Season summary for my food garden in Ballarat (Victoria), Spring, 2023. This is mainly of relevance to food gardeners in the Ballarat area, but it might be a useful comparison for those living further afield.
Ballarat’s spring weather was in line with the Bureau Of Meteorology’s long term forecast of warmer dryer weather. The average maximum for spring was 1.5 °C above the long term average with September being 3 °C above, though October was close to average. The average minimum temperature was .4 °C above the long term average.
The spring rainfall was just 52% of the long term average. Though note that thunder storm activity can result in localised differences. For instance my backyard rain gauge recorded a spring rainfall of 172.2 ml, whereas BOM’S rain gauge at the Ballarat airport recorded just 110.1 ml. My higher rainfall was due to a severe local thunderstorm in November.
I only recorded one spring frost in September and none in October, which is an unusually low number of Spring frosts.
The official weather statistics for spring as recorded by the Bureau of Meteorology’s Ballarat airport site. Click HERE to see a higher resolution PDF of this weather chart.
vegetables
It has been a good spring for vegetables with most crops coming on earlier than they did last spring and no major pests or disease issues. Lettuces have been great, so was the August planted bush peas and the April planted broad beans crops. I also got a good, though small, crop of garlic. In the past I have had poor results growing garlic due to some sort of fungal disease that has been accidently introduced to the soil in my veggie garden. I have gotten around this by growing garlic in parts of the garden that have not had any vegetables growing in it in the past.
The one crop that has not done well is okra, though this is only the second time I have attempted to grow it, it’s early days yet.
The bush peas that I grew this spring. I like to give my push peas a small frames to climb on as arguably they are not truly bush beans as they can climb up to 1.5 metres high. Allowing the pea plants to climb puts most of the plants off the ground which reduces the risk of disease and makes the peas easier to pick.
Some of the garlic I harvested in November. Due to fungal disease contamination of my vegetable patch I now grow my garlic in other parts of the garden as the soil there is fungal disease free.
The one crop that hasn't done well is okra, probably due to it being more of a hot climate plant, it certainly doesn't like cold weather.
fruit trees
For fruit setting arguably this spring has been the best in years. The apple and pear trees put on heaps of fruit, so much so that I will have to thin out the apples on some trees. Though a thunderstorm (which included some large hailstones) did knock a lot of the young fruit off, downgrading the potential pear and apple harvest from a bumper to a good crop.
There were also plenty of flowers on the citrus trees, some of which are already forming fruit. So the citrus crop should be good as well, though that is not unusual as I find that my citrus trees fruit more consistently than my apple and pear trees.

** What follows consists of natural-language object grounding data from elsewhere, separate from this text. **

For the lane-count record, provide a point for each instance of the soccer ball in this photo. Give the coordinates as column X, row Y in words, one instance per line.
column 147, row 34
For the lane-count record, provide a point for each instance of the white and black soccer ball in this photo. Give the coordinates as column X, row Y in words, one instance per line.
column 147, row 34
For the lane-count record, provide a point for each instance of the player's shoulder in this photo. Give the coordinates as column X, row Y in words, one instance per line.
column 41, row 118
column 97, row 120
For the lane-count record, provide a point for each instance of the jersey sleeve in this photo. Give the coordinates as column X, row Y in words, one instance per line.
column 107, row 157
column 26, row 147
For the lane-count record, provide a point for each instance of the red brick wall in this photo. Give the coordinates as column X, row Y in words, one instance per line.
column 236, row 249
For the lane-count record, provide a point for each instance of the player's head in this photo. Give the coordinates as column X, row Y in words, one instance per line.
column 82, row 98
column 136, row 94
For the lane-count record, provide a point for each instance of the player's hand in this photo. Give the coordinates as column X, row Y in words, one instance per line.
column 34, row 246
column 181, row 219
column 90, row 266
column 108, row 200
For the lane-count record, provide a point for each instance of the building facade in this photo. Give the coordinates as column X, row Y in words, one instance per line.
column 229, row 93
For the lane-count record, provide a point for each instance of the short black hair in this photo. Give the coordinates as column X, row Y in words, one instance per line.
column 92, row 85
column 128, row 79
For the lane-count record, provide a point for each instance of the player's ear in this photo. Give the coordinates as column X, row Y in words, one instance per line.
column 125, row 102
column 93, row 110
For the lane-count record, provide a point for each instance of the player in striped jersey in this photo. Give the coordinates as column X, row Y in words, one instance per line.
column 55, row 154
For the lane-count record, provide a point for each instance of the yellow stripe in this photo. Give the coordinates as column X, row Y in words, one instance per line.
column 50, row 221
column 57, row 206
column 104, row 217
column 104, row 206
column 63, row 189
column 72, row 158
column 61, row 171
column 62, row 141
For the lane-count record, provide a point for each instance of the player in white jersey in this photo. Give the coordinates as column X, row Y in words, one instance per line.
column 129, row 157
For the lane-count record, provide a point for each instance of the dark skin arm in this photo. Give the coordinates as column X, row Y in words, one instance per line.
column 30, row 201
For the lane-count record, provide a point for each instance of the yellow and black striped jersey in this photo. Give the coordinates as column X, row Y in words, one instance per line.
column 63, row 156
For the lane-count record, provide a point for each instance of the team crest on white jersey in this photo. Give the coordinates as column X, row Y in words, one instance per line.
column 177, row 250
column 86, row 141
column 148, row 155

A few of my apple trees put on so many apples that I will have to thin them out. Thinning out some of the apples allows the remaining apples to grow larger, if you don't thin out then the apples will remain small. This photo shows a branch with way too many apples on it, I will remove about a third of them.
chickens
Back on the 1st of September I lost all of my chickens to foxes, the result of a faulty chicken door that did not close at night which gave the foxes access to the chicken shed.
I replaced the chicken door and I bought five twelve week old Hy-Line chickens in the middle of October. They have settled in nicely, but as they only just started laying, we did not get any eggs this spring.